Mama wszystko słyszała, ale powiedziała mi tylko, że wujkowi Stefanowi nikt do szczęścia nie jest potrzebny, bo on kocha tylko pieniądze. Dobrze wiedziałam, że ani zdanie stryja Stefana, ani moje protesty nie zmienią postanowienia mojej mamy.
Kubuś zamieszkał z nami pod koniec marca, tuż przed Wielkanocą. Z początku wciąż był wystraszony. Całymi dniami nic nie mówił i albo oglądał ciągle tę samą książeczkę, albo przytulał pluszowego królika. Nie chciał innych zabawek, chociaż nawet wujek Stefan przyniósł mu jakiegoś misia. Po kilku tygodniach rodzice zaczęli chodzić z Kubusiem do psychologa. Wtedy po lekcjach zostawałam w świetlicy i musiałam jeść obiad w szkolnej stołówce.
Strasznie nie lubiłam tych dni, bo jedzenie było okropne. Za każdym razem, kiedy Kubuś wracał od psychologa, myślałam, że będzie już normalny. Ale on ciągle był smutny i wystraszony. W głębi serca współczułam Kubusiowi, bo nie miał mamusi, ale nie chciałam, żeby był moim bratem. Czułam, że w domu dzieje się coś niedobrego. Przedtem tata był zawsze spokojny i się ze mną bawił, a teraz często wychodził wieczorem i wracał zły. Mama tłumaczyła, że tata musi dorobić i chodzi z wujkiem Stefanem na dodatkową robotę.
Tata był urzędnikiem, mama uczyła przyrody w mojej szkole. Zawsze żyliśmy skromnie, ale tata często mówił:
– Na ubranie i jedzenie nam starcza, a inni i tego nie mają.
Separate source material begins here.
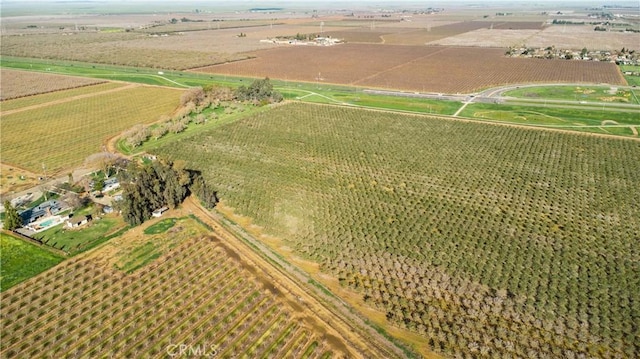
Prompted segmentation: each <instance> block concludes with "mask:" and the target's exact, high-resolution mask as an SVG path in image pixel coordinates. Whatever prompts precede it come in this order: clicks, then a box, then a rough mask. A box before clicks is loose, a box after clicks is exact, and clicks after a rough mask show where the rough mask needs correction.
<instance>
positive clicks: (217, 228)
mask: <svg viewBox="0 0 640 359" xmlns="http://www.w3.org/2000/svg"><path fill="white" fill-rule="evenodd" d="M183 206H184V208H185V209H187V210H189V211H190V212H191V213H193V214H194V215H196V216H197V217H198V218H200V219H201V220H202V221H204V222H205V223H206V224H207V225H209V226H211V228H213V231H214V233H215V234H216V235H217V236H219V237H220V238H221V239H222V240H223V243H224V244H225V245H227V246H228V247H229V248H230V249H231V250H233V251H235V252H236V253H237V254H238V255H240V257H241V258H242V259H243V260H245V261H247V262H249V263H250V264H252V265H254V266H255V267H257V269H259V270H260V271H261V272H263V273H265V275H267V276H268V277H269V278H270V280H271V281H272V282H273V283H275V284H276V285H277V286H278V287H280V288H279V289H280V290H281V291H282V293H283V294H284V295H285V296H288V297H289V299H290V300H293V301H297V302H299V303H301V304H303V305H304V306H305V307H306V310H309V311H311V312H312V313H314V314H315V316H316V317H318V318H320V319H322V321H323V322H324V324H325V326H326V327H327V328H331V330H332V331H335V334H334V335H335V336H338V337H340V338H343V339H344V340H345V341H346V342H347V343H349V344H350V345H351V346H352V348H355V351H353V352H352V353H350V354H351V355H353V357H363V358H402V357H404V356H405V355H404V353H403V352H402V351H401V350H400V349H399V348H398V347H396V346H395V345H394V344H392V343H391V342H389V341H388V339H387V338H385V337H384V336H382V335H381V334H379V333H378V332H376V331H375V330H374V329H373V328H372V327H370V326H368V325H367V324H366V323H365V322H364V320H363V319H362V318H361V317H359V316H358V315H356V314H354V313H352V312H351V311H350V310H349V308H347V307H346V305H345V304H344V303H343V302H341V301H340V300H338V299H337V298H335V297H329V296H328V295H326V294H323V293H321V292H320V291H319V290H316V289H315V288H312V287H311V286H310V285H309V284H308V282H309V279H310V278H309V277H308V276H307V275H306V274H304V273H303V272H302V271H301V270H299V269H297V268H295V267H293V266H292V265H291V264H289V263H286V262H285V261H283V260H282V259H281V258H279V257H278V256H276V255H275V254H274V253H273V252H271V250H270V249H268V248H267V247H266V246H265V245H264V244H262V243H261V242H260V241H257V240H255V239H253V238H250V237H249V236H248V235H246V233H232V232H231V230H228V229H227V228H226V226H225V225H223V223H222V218H220V217H219V215H217V214H216V213H214V212H211V211H209V210H207V209H205V208H204V207H202V206H201V205H200V204H199V203H198V201H197V200H196V199H195V198H193V197H189V198H188V199H187V200H186V201H185V202H184V203H183ZM234 232H235V230H234ZM240 236H241V237H242V239H240V238H239V237H240ZM251 247H254V248H251ZM352 350H353V349H352Z"/></svg>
Odkąd zamieszkał z nami Kubuś, było coraz gorzej. Na psychologa potrzebne były pieniądze. Chłopiec szybko wyrastał z butów i ubrań, więc rodzice kupowali mu nowe. Ja musiałam nosić ubrania po dzieciach koleżanek mamy. Kiedy się buntowałam, mama spokojnie mówiła, że nie każe mi nosić łachmanów, bo dostaję przecież same porządne rzeczy. Najbardziej jednak czułam się pokrzywdzona, gdy okazało się, że do komunii pójdę w starej sukience. Nasza sąsiadka obiecała mamie, że pożyczy mi strój swojej starszej córki.
Z czasem przyzwyczaiłam się do sytuacji
– Pójdziemy do pani Kalinki przymierzyć sukieneczkę do komunii po Joasi. Powinna pasować – zawyrokowała mama.
– Jak to? Przecież tata mówił, że dostanę taką śnieżnobiałą sukienkę, jak tamta w sklepie koło dworca… – mówiłam, z trudem powstrzymując się od płaczu.
– Małgosiu, wtedy nie mieliśmy takich wydatków. Teraz nie możemy sobie pozwolić na drogą sukienkę – stwierdziła spokojnie mama.
– Nienawidzę Kubusia! – zaczęłam szlochać na dobre. – To przez niego… nie będę miała sukienkiii… – wyłam na całego.
Rzeczywiście wtedy szczerze nienawidziłam swojego kuzyna, i postanowiłam, że tak już zostanie. Nie chciałam o nim myśleć inaczej jak o wrogu.
Mijały lata. Przyzwyczaiłam się do nowej sytuacji, ale nigdy nie nazywałam chłopca swoim bratem. Kuba, bo tak coraz częściej mówiliśmy w domu na Kubusia, bardzo się zmienił. Do moich rodziców mówił mamo i tato. Lubił, gdy ojciec opowiadał mu o różnych swoich przygodach ze szkoły i harcerstwa, chętnie siedział przy mamie, gdy dziergała coś na drutach. Wobec mnie był trochę nieufny. Zresztą i ja się czułam nieswojo w jego towarzystwie.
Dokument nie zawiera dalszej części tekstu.